I changed Patrick's code to plot the log error to better see improvements in the error rate. I see that after a few hundred epochs the error rate barely diminishes. Interestingly, the validation error is smaller than the training error.

The display of several handwritten digits is helpful. The top layer are original database digits. The bottom layer are digits that have been encoded and decoded. They look almost the same as the original. This means I was able to reduce the dimensionality of the data without compromising the integrity of the handwritten digits.

Next I use the Restricted Boltzmann Machine to encode the dataset. This effectively reduces the dimensionality of the data to 200 data points. These encodings will become the input to the Multilayer Perceptron.

In [5]:
_, training_encodings = rbm.getHiddenSample( training_digits )
_, validation_encodings = rbm.getHiddenSample( validation_digits )
_, testing_encodings = rbm.getHiddenSample( testing_digits )

Below are the parameters I used for the Multilayer perceptron. There is only one hidden layer with 150 nodes. This is somewhat smaller than the 200-value input layer.

In [6]:
mlp_layer_sizes = [ rbm_hidden_size, 150, 10 ]
mlp_batch_size = 250
mlp_learn_rate = 0.5
mlp_training_epochs = 2000
mlp_report_freq = 1
mlp_report_buffer = mlp_training_epochs

Next I create and train the Multilayer Perceptron.

In [7]:
mlp_name = 'mlp_' + '_'.join( str(i) for i in mlp_layer_sizes )
mlp = Mlp( mlp_name, mlp_layer_sizes, 'sigmoid' )
mlp.train( training_encodings, training_labels, validation_encodings,
          validation_labels, mlp_learn_rate, mlp_training_epochs,
          mlp_batch_size, mlp_report_freq, mlp_report_buffer )
Two figures. The first figure shows the decline of training and validation error as model training takes place. The x axis is numbered from 0 to 2000 epochs and the y axis shows the base 10 log of the error. The 2 plotted lines show both errors decline quickly during the first 100 epochs and slower after that. The validation error flattens out after 250 epochs but the training error continues to decline closer to zero. The lower figure is a bar chart showing the percent accuracy of each of the 10 digits. The x axis is numbered from 0 to 9 and the y axis is from 0 to 100 percent. Each bar in the char is above 95%.
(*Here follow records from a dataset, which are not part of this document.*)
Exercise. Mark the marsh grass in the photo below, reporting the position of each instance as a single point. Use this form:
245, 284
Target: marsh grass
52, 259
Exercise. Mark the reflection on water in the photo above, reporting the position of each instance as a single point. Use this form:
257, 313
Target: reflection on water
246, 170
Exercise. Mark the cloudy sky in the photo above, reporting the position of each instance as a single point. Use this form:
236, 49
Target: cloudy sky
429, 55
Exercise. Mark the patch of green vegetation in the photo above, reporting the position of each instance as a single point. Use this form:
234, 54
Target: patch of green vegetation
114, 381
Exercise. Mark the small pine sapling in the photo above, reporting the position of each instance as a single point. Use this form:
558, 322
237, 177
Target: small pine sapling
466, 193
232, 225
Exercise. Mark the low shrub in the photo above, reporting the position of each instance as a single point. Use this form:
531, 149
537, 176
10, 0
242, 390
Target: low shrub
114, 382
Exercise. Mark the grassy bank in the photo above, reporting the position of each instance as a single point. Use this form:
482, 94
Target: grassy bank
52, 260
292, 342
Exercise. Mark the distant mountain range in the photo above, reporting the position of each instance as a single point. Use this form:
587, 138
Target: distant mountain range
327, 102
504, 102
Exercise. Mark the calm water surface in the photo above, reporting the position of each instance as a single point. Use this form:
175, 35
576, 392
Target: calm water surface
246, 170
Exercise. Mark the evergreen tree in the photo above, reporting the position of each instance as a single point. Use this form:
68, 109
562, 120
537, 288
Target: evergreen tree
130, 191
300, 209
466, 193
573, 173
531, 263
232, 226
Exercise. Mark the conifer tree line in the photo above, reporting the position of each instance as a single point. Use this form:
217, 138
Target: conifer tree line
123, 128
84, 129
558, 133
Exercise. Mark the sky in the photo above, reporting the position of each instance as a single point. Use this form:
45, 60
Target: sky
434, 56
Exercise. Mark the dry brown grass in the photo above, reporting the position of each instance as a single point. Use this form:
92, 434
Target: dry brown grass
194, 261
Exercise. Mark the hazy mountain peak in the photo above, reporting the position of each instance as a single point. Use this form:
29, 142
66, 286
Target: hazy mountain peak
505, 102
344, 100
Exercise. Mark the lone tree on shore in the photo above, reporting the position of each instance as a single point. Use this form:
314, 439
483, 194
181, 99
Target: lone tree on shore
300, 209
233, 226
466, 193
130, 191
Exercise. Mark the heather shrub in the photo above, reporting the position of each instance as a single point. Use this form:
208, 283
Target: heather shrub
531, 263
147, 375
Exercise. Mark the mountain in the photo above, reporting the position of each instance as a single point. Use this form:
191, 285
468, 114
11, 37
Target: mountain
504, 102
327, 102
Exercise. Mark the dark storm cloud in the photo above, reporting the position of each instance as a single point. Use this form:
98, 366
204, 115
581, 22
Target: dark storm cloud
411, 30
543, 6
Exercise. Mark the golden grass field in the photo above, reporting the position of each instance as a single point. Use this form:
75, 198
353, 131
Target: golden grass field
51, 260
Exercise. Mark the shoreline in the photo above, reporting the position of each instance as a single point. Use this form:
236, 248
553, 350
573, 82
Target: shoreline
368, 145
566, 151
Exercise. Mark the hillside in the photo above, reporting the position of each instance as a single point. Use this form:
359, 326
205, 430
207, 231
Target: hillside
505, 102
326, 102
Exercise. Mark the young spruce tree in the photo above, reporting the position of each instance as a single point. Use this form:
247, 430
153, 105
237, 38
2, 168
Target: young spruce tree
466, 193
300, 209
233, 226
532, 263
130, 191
After 500 or so iterations the training error declines while the validation error remains steady. It seems that the model is starting to overfit the data.
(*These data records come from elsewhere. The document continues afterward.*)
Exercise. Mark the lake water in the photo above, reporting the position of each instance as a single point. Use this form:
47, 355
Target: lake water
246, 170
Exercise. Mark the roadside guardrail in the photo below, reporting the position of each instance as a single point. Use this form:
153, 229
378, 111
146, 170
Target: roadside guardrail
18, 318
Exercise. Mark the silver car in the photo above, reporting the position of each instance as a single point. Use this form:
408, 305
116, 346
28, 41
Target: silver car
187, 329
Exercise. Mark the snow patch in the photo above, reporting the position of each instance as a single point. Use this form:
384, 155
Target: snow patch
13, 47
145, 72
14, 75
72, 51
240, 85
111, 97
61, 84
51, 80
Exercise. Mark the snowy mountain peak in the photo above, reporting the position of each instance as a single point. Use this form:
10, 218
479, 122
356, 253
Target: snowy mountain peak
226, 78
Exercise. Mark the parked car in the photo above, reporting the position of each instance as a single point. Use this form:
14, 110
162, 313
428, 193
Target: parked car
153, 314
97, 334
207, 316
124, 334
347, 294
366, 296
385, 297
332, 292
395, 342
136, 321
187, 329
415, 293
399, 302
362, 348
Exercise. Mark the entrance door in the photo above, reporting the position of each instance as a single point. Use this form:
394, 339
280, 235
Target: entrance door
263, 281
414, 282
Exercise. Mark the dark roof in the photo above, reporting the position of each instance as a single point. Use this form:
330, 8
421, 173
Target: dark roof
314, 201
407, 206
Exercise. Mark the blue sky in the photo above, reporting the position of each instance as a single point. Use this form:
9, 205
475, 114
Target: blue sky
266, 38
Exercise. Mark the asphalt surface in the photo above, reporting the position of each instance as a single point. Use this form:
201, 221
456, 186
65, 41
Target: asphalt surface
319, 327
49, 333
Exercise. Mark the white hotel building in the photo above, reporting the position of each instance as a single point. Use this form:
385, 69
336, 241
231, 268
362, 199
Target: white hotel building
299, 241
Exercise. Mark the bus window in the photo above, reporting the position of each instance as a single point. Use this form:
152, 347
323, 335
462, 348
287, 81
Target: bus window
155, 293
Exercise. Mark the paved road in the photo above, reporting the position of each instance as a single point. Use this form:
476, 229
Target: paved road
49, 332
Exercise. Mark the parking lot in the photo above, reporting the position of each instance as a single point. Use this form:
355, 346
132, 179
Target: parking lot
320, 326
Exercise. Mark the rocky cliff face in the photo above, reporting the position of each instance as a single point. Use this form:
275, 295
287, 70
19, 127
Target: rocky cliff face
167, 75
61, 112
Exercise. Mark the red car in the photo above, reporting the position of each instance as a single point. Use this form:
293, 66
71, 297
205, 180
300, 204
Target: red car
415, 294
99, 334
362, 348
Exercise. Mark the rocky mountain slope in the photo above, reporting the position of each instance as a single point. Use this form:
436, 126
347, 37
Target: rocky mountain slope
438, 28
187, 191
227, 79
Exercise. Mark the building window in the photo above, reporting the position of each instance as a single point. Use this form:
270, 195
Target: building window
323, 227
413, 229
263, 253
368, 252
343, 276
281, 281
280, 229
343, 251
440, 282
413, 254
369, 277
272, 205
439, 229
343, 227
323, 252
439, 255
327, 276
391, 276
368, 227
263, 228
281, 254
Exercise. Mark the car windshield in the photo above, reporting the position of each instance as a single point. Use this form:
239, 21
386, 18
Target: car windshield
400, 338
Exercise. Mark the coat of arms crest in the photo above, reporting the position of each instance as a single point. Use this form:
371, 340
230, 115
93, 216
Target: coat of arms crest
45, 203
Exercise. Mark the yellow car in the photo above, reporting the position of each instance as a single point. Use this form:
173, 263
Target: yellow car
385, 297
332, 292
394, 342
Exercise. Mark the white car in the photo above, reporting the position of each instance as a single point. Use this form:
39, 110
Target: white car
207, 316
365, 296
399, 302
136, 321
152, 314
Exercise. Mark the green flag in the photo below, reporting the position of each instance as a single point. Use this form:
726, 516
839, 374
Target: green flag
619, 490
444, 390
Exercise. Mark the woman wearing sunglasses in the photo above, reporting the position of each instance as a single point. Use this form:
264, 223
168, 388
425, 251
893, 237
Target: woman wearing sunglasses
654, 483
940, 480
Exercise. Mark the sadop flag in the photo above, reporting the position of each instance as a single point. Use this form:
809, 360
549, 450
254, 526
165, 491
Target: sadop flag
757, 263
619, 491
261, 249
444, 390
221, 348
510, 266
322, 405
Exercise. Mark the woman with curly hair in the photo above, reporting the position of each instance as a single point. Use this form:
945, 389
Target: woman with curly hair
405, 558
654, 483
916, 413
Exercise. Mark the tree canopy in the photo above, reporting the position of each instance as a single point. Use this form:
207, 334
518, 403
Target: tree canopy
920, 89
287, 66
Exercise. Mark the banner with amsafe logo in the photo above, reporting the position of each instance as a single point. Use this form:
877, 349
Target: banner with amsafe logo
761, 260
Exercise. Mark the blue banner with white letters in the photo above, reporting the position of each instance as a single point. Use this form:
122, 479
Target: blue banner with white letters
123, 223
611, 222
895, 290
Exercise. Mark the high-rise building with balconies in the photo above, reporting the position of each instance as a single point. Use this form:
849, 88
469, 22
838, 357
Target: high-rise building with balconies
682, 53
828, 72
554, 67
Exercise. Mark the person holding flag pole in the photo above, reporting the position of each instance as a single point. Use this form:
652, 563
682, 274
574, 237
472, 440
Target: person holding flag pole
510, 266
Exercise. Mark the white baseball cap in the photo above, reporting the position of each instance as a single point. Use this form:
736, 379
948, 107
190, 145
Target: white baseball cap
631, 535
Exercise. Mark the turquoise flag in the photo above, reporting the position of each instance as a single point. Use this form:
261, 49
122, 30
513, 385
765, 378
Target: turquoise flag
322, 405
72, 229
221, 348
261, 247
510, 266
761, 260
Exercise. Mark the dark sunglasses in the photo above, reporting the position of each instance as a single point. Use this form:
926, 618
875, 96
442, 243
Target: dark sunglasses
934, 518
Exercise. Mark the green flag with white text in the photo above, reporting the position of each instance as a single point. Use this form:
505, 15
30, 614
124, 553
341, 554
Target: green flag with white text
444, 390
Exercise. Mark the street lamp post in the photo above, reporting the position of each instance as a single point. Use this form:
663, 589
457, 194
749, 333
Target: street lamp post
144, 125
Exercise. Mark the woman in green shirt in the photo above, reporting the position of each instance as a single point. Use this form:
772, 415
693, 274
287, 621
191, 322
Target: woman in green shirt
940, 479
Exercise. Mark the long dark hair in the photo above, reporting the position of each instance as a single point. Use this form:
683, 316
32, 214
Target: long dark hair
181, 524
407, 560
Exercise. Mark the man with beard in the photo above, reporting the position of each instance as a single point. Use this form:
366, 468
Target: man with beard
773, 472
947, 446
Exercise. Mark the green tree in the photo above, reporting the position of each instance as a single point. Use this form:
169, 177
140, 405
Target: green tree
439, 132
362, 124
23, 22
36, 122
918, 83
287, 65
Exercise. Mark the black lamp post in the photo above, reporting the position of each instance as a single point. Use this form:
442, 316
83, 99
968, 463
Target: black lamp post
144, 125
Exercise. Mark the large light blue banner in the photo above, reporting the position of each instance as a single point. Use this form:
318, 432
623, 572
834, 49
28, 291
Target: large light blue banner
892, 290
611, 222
How well does the model work on an out-of-sample dataset? I can measure to find out.

In [8]:
testing_guesses = mlp.predict( testing_encodings )
testing_error = mlp.getErrorRate( testing_labels, testing_guesses )
testing_accuracy = mnist_get_accuracy( testing_labels, testing_guesses )
print ('Final Testing Error Rate: %f' % ( testing_error ))
print ('Final Testing Accuracy: %f' % ( testing_accuracy ))
Final Testing Error Rate: 0.007759
Final Testing Accuracy: 0.956400

Almost 96%. That's reasonably good for this dataset, although I recall fitting neural networks to this in the past and getting closer to 99%. To achieve that here I think I'd need to do more than adjust the model hyperparameters. There are regularization techiques for neural networks such as dropout that can help with overfitting, and I think they'd be useful here.